I situate myself within a sea of things…. my eyes bleeding into themselves, making bleary, poisonous solutions. It’s like my brain is mushing things together into one conglomerate mass of MESS. I’ve begged to know the point. Just kinda stuck in a version of confusion that has no solvable arithmetic.
Whenever I am in my studio, I play this game where I think about what I would put in a white room, one with nothing but walls, and call it art.
Here is the list that I have come up with, to date:
dust bunnies (a colony, with their own politics),
cigarette butts soaked in camomile tea,
watermelon five gum wrappers,
flower vases with flower patterns,
a yellow rocking chair,
dead grass (with the smell),
artificial fruit,
ribbon,
the drape,
fake fur,
motorcycle chains dripping with oil,
freshly filled spoonfuls of pesto bismol,
arrowroot baby cookies,
a robot with huge tits,
sewing pins (the ones with the fake pearl tops),
stars,
gumballs,
And porn.
Lots and lots of porn.
Also, maybe a flower crown.
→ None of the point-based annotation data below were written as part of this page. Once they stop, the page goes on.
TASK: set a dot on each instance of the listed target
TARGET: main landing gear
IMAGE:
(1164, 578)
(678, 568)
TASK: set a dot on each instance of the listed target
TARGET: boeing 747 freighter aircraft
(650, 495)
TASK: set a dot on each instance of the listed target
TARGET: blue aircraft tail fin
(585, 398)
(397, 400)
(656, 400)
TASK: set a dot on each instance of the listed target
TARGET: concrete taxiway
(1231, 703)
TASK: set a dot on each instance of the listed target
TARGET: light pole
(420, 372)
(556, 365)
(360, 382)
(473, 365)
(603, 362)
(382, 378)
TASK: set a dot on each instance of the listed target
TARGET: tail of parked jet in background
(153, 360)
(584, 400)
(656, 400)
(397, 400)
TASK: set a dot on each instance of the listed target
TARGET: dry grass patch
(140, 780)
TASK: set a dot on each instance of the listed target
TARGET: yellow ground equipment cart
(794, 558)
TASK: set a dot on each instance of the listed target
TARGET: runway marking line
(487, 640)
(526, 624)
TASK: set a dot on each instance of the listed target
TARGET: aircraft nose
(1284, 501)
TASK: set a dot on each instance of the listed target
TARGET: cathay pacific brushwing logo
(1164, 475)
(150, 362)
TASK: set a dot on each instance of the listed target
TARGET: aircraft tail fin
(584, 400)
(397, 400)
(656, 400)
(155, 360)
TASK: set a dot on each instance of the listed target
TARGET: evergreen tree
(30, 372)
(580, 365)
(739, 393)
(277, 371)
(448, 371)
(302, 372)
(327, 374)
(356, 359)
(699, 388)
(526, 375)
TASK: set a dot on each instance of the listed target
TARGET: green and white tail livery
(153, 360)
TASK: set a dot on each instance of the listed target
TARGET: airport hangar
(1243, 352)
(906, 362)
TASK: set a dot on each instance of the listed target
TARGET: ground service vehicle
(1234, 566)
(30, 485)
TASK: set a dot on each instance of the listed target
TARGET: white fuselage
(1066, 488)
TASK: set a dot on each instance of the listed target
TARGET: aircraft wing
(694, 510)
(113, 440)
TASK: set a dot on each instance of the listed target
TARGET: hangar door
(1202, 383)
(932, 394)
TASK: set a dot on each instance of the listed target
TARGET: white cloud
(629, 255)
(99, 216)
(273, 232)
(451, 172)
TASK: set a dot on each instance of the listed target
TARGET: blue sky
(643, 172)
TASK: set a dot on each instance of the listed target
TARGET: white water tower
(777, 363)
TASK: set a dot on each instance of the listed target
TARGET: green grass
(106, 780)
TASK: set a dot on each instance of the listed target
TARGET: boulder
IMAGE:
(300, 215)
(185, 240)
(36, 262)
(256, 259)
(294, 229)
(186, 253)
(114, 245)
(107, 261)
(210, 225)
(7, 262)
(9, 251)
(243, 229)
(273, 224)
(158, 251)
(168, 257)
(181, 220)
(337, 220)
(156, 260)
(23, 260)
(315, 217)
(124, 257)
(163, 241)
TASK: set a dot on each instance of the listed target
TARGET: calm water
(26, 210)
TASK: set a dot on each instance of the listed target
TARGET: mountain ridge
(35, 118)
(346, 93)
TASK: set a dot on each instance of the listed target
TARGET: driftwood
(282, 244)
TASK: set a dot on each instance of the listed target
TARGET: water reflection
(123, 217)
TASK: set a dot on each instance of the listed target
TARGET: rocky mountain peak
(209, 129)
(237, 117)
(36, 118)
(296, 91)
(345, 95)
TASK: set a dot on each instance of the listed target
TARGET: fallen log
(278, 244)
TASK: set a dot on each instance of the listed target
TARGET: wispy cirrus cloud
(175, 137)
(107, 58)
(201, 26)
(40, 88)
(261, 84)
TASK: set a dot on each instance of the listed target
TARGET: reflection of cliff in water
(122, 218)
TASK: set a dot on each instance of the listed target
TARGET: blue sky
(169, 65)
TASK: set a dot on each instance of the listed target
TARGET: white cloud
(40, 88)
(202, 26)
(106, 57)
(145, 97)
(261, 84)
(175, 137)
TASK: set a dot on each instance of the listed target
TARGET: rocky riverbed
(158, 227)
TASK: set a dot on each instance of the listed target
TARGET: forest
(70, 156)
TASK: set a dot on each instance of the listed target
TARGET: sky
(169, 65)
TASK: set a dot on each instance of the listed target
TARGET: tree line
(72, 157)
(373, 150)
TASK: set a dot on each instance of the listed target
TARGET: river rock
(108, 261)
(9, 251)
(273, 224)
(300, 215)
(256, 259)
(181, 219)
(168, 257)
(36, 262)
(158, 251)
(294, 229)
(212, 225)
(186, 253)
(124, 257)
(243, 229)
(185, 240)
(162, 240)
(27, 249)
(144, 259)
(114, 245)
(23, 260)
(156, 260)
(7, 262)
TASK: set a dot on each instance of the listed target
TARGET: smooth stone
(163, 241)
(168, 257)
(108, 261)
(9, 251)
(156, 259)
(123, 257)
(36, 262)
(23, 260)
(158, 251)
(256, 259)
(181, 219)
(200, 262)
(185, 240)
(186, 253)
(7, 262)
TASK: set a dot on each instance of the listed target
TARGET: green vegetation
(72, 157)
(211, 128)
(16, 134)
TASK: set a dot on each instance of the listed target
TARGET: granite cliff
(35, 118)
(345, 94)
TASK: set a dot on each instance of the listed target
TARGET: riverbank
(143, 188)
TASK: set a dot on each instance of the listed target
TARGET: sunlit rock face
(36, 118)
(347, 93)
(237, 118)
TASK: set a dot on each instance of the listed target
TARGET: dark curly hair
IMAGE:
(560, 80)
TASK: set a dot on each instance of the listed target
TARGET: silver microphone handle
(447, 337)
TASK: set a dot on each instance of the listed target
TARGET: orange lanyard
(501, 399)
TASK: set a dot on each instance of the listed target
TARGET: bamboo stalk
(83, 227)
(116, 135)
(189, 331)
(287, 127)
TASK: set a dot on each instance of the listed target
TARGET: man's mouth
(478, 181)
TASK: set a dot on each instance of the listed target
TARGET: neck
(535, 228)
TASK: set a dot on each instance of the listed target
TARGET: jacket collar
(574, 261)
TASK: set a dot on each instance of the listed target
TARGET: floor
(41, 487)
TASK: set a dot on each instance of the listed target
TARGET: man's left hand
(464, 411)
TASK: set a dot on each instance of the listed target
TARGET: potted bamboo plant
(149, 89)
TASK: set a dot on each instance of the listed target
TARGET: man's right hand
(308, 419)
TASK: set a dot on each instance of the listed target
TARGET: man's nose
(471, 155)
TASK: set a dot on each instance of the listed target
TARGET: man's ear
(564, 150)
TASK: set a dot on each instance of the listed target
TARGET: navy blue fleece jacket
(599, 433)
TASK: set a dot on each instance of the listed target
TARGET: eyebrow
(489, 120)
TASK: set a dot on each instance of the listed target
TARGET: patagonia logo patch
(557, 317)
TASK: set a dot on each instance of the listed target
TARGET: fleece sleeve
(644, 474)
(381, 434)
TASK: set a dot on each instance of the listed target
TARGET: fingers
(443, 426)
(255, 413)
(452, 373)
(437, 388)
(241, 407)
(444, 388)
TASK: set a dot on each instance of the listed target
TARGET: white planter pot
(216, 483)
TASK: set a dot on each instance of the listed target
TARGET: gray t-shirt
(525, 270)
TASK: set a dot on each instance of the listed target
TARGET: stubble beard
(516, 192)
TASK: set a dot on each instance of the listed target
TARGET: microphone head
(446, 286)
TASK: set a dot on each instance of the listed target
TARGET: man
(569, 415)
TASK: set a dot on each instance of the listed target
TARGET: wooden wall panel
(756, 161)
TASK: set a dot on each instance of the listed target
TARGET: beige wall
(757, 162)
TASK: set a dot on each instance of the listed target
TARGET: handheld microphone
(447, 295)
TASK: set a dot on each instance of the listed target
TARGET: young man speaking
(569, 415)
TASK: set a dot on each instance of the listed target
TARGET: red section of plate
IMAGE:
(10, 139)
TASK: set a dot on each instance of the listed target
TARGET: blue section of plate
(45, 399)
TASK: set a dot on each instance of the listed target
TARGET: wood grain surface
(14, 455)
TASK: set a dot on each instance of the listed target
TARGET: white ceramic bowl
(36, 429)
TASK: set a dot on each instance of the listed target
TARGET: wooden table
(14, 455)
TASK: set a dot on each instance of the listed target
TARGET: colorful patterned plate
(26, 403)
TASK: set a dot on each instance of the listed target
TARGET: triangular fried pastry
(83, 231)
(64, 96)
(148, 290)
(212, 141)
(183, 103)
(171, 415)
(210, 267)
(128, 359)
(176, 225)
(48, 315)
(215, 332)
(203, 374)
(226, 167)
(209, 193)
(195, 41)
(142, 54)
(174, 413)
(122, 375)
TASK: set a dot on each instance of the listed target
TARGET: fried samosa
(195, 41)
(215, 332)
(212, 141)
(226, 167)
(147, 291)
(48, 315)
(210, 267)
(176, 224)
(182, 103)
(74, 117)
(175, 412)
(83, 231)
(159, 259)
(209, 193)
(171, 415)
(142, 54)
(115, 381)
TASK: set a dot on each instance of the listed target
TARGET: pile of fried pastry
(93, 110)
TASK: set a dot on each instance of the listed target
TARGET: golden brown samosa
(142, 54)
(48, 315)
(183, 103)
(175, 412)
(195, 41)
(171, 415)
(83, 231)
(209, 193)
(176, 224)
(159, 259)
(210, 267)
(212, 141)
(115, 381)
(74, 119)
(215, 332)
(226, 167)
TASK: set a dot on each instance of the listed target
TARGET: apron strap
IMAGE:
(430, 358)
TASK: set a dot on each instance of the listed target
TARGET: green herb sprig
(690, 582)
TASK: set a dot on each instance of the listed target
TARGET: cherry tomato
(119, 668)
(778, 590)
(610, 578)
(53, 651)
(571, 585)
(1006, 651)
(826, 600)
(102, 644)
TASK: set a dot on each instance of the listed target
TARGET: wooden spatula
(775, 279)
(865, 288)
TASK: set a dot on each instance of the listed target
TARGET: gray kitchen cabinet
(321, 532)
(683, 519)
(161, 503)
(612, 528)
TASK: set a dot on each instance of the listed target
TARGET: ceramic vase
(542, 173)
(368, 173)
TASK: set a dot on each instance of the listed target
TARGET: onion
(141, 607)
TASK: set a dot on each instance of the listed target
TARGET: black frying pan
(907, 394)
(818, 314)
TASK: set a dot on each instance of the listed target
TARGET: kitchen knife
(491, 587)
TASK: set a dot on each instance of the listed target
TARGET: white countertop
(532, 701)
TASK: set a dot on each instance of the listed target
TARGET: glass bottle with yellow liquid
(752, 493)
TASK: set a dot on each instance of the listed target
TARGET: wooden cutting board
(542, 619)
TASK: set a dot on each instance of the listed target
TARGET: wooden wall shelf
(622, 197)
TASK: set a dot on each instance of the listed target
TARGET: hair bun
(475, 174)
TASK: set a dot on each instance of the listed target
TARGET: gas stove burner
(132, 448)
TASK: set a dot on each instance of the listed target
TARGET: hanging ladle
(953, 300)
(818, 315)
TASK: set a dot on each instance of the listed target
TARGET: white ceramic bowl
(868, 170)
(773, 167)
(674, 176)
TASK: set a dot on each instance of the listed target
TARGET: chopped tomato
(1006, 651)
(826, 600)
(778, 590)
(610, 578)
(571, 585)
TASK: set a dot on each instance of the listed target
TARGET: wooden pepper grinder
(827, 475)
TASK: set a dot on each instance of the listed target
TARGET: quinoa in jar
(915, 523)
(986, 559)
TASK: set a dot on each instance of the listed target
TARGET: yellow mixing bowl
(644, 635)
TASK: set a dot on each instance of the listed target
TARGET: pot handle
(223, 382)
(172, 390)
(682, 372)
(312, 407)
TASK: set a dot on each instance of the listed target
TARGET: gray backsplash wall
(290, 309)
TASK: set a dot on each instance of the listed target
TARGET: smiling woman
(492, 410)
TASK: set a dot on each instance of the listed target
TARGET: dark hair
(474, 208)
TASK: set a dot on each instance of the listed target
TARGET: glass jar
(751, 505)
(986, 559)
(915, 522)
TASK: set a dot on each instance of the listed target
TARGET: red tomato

And a paper one too. And a bloody nose.
Basically, put simply: I have an obsession with the dis-genuine. Those bits of the world that are fake, fabricated, and absurd. A bit shameful, yeah. I wish sometimes that I could look in the mirror and see a pair of huge plastic tits pushed harshly upwards, a smoke dangling out of cherry-red-advil-coating coloured lips, coffee brown stained veneers reflecting what little light there is falling through the window, with gummy-bear-transparent fake nails, and hair curlers round so tight around barley blonde hair that scalp hurts.
eating boxed macaroni and cheese for dinner every-night.
drip peach juice down chest and think about taking a bath with water so salty skin begs for air.
to own a shotgun.
to tie that shotgun above my mantle with a piece of my hair and call it research.
to own a diamond just to crush it with the toe of a ballet flat.
In regards to my work. It’s beautiful with edges. Seducing, then ripping meat off of a bone. And, like I said before, it’s all about the mess. It’s about the legs that split open after a night of beer. Staggering, slurring, wanting, wishing upon a glow-in-the-dark plastic star. It's about A megaphone with a label that reads soul scream through me.
And it loves you. It will always be loving, if it isn’t anything else.